Per collegare i due set di dati, gli astronomi utilizzano il software online Magnetic Connectivity Tool, sviluppato per supportare la missione Solar Orbiter. I dati grezzi provengono dal Global Oscillation Network Group, una serie di sei telescopi solari sparsi in tutto il mondo che monitorano continuamente le oscillazioni sulla superficie del Sole. Da queste osservazioni, il modello computerizzato calcola come il vento solare si propaga attraverso il Sistema Solare.
Collegando il vento solare alla sua fonte
Il team ha scelto i propri obiettivi di osservazione sulla superficie del Sole. Poi ha utilizzato il Magnetic Connectivity Tool per prevedere quando l’orbiter avrebbe volato attraverso il vento solare rilasciato da quelle caratteristiche della superficie. I dati sono stati raccolti tra l’1 e il 9 marzo 2022, quando Solar Orbiter si trovava a circa 75 milioni di km dal Sole, ovvero circa la metà della distanza della Terra dal Sole.
Solar Orbiter ha sorvolato sia un buco coronale che una regione attiva, raccogliendo dati e immagini sia dei flussi di vento solare veloce, sia di quelli di vento solare lento. Di seguito, il Sole visto dalla missione il 3 marzo 2022. L’immagine principale e più grande l’ha scattata nella modalità Full Sun Imager lo strumento Extreme Ultraviolet Imager (EUI) di Solar Orbiter. Quella di medie dimensioni che appare dopo circa cinque secondi è sempre EUI ma con la modalità ad alta risoluzione. La terza immagine, più piccola, è dello strumento Spectral Imaging of the Coronal Environment (SPICE) di Solar Orbiter. Credits: ESA e NASA/Solar Orbiter/EUI e SPICE/S. Yardley
Attraverso l’analisi dei diversi flussi, dal punto di partenza sulla superficie del Sole al punto di arrivo attorno al Solar Orbiter, il team ha dimostrato chiaramente che il vento solare mostra ancora le “impronte” delle regioni che lo hanno originato. Ciò renderà più facile per i fisici solari risalire i flussi fino ai loro punti di origine sul Sole.

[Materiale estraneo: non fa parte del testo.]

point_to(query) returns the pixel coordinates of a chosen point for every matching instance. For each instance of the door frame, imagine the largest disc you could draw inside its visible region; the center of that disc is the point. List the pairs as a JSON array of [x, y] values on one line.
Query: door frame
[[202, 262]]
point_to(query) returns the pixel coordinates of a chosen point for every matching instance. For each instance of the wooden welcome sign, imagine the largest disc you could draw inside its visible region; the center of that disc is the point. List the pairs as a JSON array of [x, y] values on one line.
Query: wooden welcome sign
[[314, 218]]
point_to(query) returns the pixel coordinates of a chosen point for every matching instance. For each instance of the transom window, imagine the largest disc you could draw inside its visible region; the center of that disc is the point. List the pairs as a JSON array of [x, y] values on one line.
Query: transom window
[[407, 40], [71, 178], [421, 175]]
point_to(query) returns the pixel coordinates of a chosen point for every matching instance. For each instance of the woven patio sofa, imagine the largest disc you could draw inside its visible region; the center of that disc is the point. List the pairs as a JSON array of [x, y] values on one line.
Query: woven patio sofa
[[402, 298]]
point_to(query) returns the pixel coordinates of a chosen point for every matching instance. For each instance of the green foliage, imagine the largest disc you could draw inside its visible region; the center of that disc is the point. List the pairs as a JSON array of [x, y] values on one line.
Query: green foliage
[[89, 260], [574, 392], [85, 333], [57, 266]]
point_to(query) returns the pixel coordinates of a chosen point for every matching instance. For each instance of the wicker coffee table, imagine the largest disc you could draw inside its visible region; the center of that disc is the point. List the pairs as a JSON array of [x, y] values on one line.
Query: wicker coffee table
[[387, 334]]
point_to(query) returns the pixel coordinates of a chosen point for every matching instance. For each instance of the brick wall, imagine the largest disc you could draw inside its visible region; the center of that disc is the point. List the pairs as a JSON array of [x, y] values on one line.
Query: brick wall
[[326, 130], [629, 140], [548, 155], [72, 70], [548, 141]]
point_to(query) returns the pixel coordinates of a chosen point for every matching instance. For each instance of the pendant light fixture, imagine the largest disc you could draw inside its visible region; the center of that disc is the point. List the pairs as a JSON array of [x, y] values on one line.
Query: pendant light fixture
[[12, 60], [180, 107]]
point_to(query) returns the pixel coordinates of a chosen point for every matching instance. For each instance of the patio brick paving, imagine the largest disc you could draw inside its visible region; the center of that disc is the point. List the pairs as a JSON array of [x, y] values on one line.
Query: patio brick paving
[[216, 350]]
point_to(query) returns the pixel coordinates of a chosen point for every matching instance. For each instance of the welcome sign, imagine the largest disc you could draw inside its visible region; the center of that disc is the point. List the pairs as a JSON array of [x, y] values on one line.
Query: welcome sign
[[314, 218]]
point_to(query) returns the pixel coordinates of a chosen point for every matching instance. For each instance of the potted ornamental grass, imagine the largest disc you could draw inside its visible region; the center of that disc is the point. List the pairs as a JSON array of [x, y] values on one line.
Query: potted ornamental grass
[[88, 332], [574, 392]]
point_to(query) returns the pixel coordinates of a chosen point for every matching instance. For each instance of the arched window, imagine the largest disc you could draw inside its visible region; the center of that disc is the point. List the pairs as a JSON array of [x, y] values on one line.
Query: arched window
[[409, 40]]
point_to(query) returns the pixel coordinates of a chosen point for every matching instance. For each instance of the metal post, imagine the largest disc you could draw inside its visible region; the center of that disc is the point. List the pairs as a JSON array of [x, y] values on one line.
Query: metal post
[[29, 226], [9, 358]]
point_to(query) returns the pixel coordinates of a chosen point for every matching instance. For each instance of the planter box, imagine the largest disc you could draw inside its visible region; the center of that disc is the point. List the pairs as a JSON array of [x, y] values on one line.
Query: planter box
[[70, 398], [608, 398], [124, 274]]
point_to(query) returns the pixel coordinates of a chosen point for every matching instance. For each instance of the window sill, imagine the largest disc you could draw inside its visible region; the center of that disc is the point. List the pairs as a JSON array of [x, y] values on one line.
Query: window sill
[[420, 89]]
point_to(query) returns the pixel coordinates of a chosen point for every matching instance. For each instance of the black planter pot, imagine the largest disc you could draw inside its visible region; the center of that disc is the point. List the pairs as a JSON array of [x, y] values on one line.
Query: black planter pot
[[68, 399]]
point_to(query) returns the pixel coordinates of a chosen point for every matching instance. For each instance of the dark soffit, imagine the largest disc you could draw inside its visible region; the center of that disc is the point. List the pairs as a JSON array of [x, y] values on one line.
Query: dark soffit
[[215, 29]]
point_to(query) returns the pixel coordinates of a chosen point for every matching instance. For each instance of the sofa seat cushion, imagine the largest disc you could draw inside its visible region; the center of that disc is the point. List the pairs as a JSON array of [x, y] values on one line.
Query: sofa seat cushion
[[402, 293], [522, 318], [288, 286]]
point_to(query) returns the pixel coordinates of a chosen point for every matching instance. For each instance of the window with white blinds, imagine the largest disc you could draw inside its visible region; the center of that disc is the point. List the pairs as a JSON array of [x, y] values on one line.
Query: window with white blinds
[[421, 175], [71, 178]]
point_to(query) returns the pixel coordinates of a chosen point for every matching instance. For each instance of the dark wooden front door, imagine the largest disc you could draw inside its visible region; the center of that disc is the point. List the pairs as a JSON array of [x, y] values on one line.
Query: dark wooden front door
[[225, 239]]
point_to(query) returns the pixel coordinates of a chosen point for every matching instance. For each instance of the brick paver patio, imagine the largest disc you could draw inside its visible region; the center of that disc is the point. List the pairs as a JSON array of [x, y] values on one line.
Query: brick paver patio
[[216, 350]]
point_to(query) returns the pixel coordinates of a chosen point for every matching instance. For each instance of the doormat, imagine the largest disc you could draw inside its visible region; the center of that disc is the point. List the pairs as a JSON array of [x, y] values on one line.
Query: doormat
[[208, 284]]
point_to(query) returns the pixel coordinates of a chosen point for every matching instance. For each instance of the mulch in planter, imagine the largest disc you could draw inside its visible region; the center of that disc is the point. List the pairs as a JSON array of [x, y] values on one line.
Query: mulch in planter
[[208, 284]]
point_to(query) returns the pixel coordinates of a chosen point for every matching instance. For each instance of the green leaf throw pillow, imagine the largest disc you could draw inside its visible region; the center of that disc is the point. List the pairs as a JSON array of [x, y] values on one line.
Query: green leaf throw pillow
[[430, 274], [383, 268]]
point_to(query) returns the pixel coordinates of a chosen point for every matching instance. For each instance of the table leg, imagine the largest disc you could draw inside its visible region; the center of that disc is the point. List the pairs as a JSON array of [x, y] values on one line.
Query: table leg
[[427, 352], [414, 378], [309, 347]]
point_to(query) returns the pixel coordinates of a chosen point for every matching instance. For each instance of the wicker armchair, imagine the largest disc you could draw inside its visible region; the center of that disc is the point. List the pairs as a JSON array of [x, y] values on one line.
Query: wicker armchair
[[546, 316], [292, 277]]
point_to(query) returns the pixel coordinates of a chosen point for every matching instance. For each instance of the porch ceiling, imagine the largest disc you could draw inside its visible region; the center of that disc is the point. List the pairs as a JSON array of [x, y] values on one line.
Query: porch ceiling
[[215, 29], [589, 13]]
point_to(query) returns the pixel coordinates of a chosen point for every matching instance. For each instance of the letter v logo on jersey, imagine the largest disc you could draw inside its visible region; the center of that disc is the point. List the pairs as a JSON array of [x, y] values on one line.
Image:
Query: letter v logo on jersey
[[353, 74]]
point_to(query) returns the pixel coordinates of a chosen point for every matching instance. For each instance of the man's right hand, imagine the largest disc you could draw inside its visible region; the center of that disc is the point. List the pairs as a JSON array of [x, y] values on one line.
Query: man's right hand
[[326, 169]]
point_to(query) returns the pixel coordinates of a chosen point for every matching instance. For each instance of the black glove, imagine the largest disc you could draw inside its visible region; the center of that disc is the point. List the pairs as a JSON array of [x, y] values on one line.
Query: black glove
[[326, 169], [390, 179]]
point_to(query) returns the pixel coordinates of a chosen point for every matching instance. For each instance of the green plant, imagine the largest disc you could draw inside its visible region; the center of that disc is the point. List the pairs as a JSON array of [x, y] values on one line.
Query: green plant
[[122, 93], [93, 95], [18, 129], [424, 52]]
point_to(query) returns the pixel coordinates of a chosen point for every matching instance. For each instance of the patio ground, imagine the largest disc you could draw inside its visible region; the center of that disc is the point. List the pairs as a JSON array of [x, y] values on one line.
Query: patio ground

Ora che gli scienziati hanno dimostrato questo, si aprono diverse possibilità future per utilizzare i dati di altri veicoli spaziali vicini al Sole per lo studio del vento solare. Per esempio la Parker Solar Probe della NASA, oppure la BepiColombo dell’ESA.
Lo studio, pubblicato oggi 29 maggio 2024 su Nature Astronomy, è reperibile qui.